Agnon nahm an der Produktion seiner Erzählung aktiv teil, indem er im Februar 1930 nach Leipzig reiste, wo der Schocken Verlag seine Druckerei hatte. Er blieb ein halbes Jahr, wohnte bei seinem jüngeren Bruder, und korrigierte gewissenhaft die Druckfahnen. In seinem späten Roman Herrn Lublins Laden (1974, dt. 1993) setzte er der Stadt und den dort lebenden Juden um 1915 ein Denkmal, wobei der gastfreundliche Herr Aharon Lublin nach dem Vorbild Schockens gestaltet ist.[12][13] Anschließend an Leipzig besuchte er nach zwanzigjähriger Abwesenheit wieder seine Geburtsstadt Butschatsch, was er einige Jahre später in seinem Roman Nur wie ein Gast zur Nacht verarbeitete.
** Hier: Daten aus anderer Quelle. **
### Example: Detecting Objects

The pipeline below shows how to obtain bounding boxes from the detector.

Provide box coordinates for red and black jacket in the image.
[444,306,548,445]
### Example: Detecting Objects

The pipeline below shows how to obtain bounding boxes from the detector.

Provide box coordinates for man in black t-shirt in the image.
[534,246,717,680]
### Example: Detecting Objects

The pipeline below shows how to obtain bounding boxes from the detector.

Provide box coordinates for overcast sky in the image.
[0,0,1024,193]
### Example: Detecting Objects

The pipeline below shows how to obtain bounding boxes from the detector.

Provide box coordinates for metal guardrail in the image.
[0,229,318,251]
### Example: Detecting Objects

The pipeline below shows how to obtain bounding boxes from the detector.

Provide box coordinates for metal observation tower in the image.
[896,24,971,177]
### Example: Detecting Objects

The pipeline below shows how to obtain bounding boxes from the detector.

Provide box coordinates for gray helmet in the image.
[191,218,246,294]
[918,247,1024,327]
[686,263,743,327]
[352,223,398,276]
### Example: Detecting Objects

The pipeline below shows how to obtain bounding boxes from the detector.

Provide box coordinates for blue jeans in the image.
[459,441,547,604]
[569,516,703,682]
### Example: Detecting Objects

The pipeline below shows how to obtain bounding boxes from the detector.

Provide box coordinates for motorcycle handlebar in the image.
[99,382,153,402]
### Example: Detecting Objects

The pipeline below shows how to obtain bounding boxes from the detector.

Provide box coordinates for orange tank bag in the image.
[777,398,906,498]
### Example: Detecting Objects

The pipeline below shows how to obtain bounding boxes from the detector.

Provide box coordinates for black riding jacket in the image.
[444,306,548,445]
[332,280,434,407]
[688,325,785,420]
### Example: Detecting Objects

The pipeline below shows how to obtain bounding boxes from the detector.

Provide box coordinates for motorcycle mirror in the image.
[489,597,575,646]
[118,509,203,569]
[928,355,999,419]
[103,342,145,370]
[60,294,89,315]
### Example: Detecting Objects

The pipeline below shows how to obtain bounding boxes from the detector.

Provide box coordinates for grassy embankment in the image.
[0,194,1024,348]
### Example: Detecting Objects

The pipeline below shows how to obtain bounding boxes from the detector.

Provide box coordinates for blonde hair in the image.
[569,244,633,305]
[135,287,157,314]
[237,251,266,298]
Seit seinen ersten Jahren in Deutschland betätigte Agnon sich als Anthologist, entsprechend seiner „ausgesprochene[n] Neigung zu gelehrter Arbeit, die seiner Liebe für das Studium der Originalquellen entsprach.“[4]S. 100 In Deutschland und auf Deutsch erschienen im Jüdischen Verlag die Sammlungen Das Buch von den polnischen Juden und Maos Zur, ein Chanukkah-Buch. In Jerusalem arbeitete er intensiv an drei Anthologien, eine über die höchsten Feiertage der Juden, Die zehn Tage der Umkehr zwischen Neujahr und Versöhnungstag, und die damit zusammenhängenden Traditionen, Legenden und gelehrten Glossen. Die zweite Anthologie Bücher und Autoren enthält Anekdoten aus dem hebräischen Buchwesen. In der dritten sind Aussprüche aus der jüdischen Literatur über die Zehn Gebote gesammelt. „Diese gelehrten Neigungen Agnons zeigen seinen Genius im Dienst des Handwerks. Er kommt in diesen Arbeiten unauffällig, aber wirksam zur Geltung.“[4]S. 101

Agnon galt seit seiner Rückkehr nach Palästina als einer der wichtigsten Vertreter der modernen hebräischen Literatur. Durch sein Œuvre zieht sich die Spannung zwischen der Sicherheit verleihenden Tradition und der Verlorenheit des modernen Juden jenseits der Überlieferung, die verloren gegangen ist oder nicht mehr als sinnvoll erlebt wird. Sein Werk kreist „im wesentlichen um zwei Pole, die Welt von Buczacz und des polnischen Judentums überhaupt, und die Welt des neuen Lebens, das im alten Mittelpunkt, in Israel, heranwächst. Beide Welten werden in jener eben gekennzeichneten Zweigleisigkeit, die für Agnon so charakteristisch ist, angegangen, was manche seiner Leser einigermaßen in Verwirrung gestürzt hat.“[4]S. 102 Seine kürzeren Erzählungen, die ihn zuerst bekannt machten, sind literarische Kleinodien, die auf kleinstem Raum einen unendlich reichen Inhalt ausdrücken. Viele sind von Trauer durchzogen, der zugleich Trost zu spenden vermag. Die menschlichen Leidenschaften werden von Agnon wahrheitsgetreu – aber ganz ohne Pathos und Gefühlsausbrüche – dargestellt. „Kaum je erhebt er seine Stimme, und es gibt in allen seinen Schriften nicht eine Spur von expressionistischer Hysterie. Oft genug beschreibt er Situationen, die wohl ein bißchen davon vertragen könnten, aber er läßt es sich immer angelegen sein, sie mit ruhiger, ja leiser Stimme zu übermitteln.“[4]S. 107 Hierin zeigt sich auch der Einfluss der rabbinischen Prosa von Mischna und Midrasch.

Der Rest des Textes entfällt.